Les débats suscités par la récente répartition des droits d’auteur en Guinée continuent d’alimenter les discussions dans le milieu culturel. Face aux interrogations de certains artistes et ayants droit, le Directeur général du Bureau Guinéen des Droits d’Auteur (BGDA) a apporté des éclaircissements ce mercredi 10 juin 2026, en marge d’un Conseil d’administration extraordinaire. Selon lui, la répartition des droits d’auteur est l’aboutissement d’un processus de recouvrement. L’exercice 2025 a marqué une avancée historique avec la collecte de recettes sur neuf lignes de droits différentes, contre seulement deux auparavant. Une performance rendue possible grâce aux réformes engagées sous la coordination du ministre de la Culture, du Tourisme et de l’Artisanat, Moussa Moïse Sylla.

Le Directeur général Moussa Fofana a expliqué que deux options s’offraient au BGDA après le recouvrement des droits en 2025 : procéder immédiatement à une répartition selon l’ancien système ou mettre en place un nouveau mécanisme de répartition numérique. Le Bureau a opté pour cette seconde approche afin de garantir davantage de transparence et d’efficacité dans le paiement des bénéficiaires.

« Les mois de janvier à mars ont été consacrés à l’identification des ayants droit et à leur intégration dans la base de données numérique », a-t-il indiqué. Cette opération a nécessité le déploiement d’agents du BGDA sur l’ensemble du territoire national, de Conakry à Nzérékoré, afin de recenser les bénéficiaires et faciliter le versement automatisé des droits.

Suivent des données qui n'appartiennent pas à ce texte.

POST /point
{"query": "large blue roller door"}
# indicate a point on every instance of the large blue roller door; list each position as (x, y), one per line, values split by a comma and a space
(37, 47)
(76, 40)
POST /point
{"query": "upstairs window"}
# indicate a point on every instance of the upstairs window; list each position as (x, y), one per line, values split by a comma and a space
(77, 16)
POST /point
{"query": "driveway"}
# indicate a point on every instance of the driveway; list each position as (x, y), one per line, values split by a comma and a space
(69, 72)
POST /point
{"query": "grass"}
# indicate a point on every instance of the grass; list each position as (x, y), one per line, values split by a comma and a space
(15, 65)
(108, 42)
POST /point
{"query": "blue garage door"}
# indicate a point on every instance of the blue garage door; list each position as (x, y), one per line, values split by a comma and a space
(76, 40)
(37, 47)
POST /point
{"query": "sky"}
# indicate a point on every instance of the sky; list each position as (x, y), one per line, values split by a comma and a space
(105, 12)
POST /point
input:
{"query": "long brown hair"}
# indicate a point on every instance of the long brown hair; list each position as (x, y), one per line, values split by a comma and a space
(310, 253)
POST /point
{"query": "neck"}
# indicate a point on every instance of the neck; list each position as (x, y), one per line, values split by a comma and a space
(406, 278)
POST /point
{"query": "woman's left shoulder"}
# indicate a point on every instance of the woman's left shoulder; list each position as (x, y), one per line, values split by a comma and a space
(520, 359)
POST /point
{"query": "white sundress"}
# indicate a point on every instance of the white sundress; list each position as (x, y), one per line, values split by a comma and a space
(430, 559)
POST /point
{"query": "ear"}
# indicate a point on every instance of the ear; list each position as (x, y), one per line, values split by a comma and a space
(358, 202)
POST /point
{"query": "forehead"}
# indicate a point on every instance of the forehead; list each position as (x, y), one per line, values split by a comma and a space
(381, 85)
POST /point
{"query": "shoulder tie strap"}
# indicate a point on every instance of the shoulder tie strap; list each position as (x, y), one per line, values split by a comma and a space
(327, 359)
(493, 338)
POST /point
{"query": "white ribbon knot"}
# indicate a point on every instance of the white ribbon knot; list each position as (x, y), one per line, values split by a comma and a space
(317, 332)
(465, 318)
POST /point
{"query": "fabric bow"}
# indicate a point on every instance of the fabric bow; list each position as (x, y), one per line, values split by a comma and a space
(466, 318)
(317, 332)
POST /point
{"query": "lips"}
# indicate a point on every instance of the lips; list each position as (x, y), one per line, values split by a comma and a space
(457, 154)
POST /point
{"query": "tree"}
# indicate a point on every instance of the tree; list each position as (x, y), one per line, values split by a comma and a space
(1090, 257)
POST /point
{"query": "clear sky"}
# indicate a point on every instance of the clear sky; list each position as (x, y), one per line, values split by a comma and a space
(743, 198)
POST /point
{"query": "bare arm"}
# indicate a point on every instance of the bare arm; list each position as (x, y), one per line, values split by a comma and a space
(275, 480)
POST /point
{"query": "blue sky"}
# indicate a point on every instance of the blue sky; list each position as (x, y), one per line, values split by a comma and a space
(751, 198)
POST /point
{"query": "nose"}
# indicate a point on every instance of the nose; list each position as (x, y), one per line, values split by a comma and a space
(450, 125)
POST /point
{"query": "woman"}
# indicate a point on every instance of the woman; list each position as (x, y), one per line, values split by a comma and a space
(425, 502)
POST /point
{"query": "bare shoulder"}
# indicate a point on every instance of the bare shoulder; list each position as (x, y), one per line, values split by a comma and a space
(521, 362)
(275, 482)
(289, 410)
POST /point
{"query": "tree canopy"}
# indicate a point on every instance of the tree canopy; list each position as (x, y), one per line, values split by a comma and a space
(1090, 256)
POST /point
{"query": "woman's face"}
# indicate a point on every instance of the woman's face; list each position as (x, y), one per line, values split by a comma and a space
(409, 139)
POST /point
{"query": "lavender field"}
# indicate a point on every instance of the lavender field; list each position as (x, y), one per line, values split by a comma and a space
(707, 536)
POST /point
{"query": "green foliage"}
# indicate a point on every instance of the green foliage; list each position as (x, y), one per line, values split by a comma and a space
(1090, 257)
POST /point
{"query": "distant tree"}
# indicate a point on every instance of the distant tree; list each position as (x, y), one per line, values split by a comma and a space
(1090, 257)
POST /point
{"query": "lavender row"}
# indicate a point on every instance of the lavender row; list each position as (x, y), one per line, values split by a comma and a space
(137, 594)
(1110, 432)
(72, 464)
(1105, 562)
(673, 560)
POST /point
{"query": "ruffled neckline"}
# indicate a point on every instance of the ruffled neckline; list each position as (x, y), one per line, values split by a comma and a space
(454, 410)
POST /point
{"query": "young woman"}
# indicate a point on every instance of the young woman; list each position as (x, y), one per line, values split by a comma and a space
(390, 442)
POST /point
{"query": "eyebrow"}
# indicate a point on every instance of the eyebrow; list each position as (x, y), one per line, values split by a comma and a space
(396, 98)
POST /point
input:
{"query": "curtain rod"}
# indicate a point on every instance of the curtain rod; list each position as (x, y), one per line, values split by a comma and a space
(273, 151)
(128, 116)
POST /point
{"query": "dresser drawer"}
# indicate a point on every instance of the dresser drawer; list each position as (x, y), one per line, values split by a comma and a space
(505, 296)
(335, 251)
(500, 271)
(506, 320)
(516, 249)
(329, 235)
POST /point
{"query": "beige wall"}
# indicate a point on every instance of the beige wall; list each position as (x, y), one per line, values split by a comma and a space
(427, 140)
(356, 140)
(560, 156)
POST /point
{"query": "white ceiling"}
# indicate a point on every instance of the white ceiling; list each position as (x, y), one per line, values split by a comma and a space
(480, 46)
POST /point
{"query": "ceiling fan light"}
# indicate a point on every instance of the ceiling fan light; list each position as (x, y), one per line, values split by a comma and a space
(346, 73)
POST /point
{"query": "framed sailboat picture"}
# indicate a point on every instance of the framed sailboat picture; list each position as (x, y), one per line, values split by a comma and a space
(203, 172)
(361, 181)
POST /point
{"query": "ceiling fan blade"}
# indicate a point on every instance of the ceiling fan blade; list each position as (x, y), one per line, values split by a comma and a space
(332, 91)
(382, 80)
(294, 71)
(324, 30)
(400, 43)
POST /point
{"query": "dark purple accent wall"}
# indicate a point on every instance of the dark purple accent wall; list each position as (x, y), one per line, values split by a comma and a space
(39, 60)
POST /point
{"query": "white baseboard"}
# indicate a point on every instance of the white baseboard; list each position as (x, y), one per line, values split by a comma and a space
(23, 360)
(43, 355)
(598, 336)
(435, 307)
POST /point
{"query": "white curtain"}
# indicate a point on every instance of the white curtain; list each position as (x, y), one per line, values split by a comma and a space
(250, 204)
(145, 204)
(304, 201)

Concernant la polémique née autour des montants distribués, le responsable du BGDA a précisé que les 13 milliards de francs guinéens annoncés correspondent au total des recettes à répartir sur neuf catégories de droits et non à un paiement unique. Ainsi, lors de la première phase de répartition en avril, un montant de 2,8 milliards de francs guinéens a été distribué au titre d’un seul droit.

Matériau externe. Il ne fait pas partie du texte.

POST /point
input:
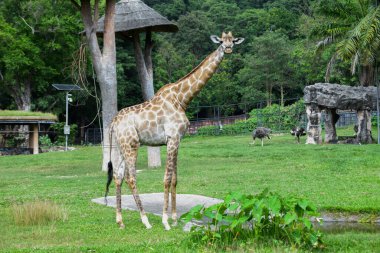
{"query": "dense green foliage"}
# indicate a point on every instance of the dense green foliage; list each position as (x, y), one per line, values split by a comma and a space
(334, 177)
(40, 45)
(263, 216)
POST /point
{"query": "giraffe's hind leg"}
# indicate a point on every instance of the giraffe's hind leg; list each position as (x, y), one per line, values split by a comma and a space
(118, 177)
(119, 218)
(170, 181)
(130, 162)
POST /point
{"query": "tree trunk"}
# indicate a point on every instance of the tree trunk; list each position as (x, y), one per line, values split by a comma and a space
(104, 65)
(145, 73)
(364, 135)
(22, 95)
(282, 95)
(367, 75)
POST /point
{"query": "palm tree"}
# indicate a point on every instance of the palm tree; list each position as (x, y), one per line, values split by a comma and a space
(354, 28)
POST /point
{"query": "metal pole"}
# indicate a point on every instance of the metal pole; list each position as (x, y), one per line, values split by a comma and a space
(378, 113)
(67, 117)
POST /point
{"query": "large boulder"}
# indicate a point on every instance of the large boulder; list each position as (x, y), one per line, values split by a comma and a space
(343, 97)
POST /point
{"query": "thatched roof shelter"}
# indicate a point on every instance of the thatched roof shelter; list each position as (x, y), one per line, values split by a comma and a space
(135, 15)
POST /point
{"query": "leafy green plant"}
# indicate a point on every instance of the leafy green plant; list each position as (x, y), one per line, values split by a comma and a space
(263, 217)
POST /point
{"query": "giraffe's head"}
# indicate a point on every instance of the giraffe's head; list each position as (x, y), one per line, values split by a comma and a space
(227, 41)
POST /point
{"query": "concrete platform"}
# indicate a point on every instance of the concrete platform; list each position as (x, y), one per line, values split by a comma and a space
(153, 202)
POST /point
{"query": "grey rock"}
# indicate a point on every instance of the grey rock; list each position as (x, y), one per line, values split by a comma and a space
(341, 97)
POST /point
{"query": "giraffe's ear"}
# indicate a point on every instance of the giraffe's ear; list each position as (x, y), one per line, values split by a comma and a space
(215, 39)
(237, 41)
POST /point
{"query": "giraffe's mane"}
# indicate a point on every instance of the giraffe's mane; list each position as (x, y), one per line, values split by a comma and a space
(197, 67)
(186, 76)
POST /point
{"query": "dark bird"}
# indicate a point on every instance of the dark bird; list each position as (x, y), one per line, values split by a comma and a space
(261, 133)
(297, 132)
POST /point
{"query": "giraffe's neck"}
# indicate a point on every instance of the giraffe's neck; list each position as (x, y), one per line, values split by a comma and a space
(190, 85)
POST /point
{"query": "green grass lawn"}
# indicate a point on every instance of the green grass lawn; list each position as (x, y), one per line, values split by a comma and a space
(334, 177)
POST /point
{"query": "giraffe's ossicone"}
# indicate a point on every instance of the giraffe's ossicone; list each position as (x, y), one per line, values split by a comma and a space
(160, 121)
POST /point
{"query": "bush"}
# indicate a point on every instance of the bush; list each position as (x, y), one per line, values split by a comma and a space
(45, 141)
(61, 138)
(262, 217)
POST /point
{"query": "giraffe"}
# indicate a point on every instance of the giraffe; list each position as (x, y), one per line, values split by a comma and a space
(159, 121)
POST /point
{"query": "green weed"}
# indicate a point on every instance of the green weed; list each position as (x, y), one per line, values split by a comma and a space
(265, 217)
(37, 213)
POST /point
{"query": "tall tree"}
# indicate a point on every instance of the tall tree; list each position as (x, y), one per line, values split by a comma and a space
(36, 41)
(104, 61)
(267, 68)
(353, 27)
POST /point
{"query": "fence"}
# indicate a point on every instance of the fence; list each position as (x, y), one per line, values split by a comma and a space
(279, 120)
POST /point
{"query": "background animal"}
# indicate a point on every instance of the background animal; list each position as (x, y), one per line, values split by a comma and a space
(261, 133)
(297, 132)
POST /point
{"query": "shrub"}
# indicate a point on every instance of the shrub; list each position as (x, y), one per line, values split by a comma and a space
(262, 217)
(45, 141)
(61, 138)
(37, 213)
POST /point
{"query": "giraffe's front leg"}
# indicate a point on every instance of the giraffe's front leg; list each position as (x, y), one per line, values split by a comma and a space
(130, 161)
(119, 218)
(169, 179)
(174, 196)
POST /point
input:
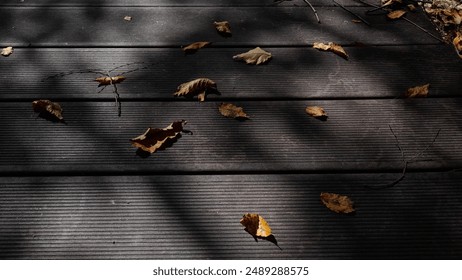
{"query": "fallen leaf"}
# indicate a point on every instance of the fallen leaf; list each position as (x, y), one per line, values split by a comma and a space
(255, 56)
(396, 14)
(7, 51)
(155, 138)
(223, 28)
(194, 47)
(457, 42)
(105, 81)
(337, 203)
(46, 108)
(196, 87)
(332, 47)
(232, 111)
(418, 91)
(316, 112)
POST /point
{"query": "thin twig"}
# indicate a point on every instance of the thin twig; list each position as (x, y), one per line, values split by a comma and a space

« Certains ont estimé que les sommes perçues étaient faibles parce qu’ils pensaient que les 13 milliards devaient être versés en une seule fois. Pourtant, les 2,8 milliards ne représentaient qu’une première tranche », a-t-il souligné.

Le mois suivant, le BGDA a procédé au paiement de 5 milliards de francs guinéens au titre de la copie privée, ainsi qu’à la répartition de 640 millions de francs guinéens issus des droits de streaming, notamment à travers le catalogue Syli-Phone. Le processus de distribution se poursuivra sur une période de neuf mois, à raison d’une catégorie de droits traitée successivement.

Le Directeur général a également rappelé que les habitudes du passé ont contribué aux incompréhensions observées. Pendant longtemps, les droits d’auteur n’étaient versés qu’une seule fois par an. Cette nouvelle approche, qui prévoit plusieurs paiements échelonnés dans l’année, représente donc un changement important pour les bénéficiaires. Pour le mois de juin, le BGDA annonce déjà le paiement des droits liés à la communication au public, tandis qu’une autre catégorie de droits sera réglée au cours du mois suivant.

À travers ces explications, le Bureau Guinéen des Droits d’Auteur entend rassurer les artistes et les ayants droit sur la gestion des fonds collectés. L’institution affirme que les 13 milliards de francs guinéens seront intégralement répartis selon un calendrier établi, tout en poursuivant parallèlement le recouvrement des droits de l’exercice 2026, dont la redistribution est prévue en 2027. Une démarche qui traduit la volonté du BGDA de moderniser son système de gestion et de renforcer la confiance des acteurs culturels.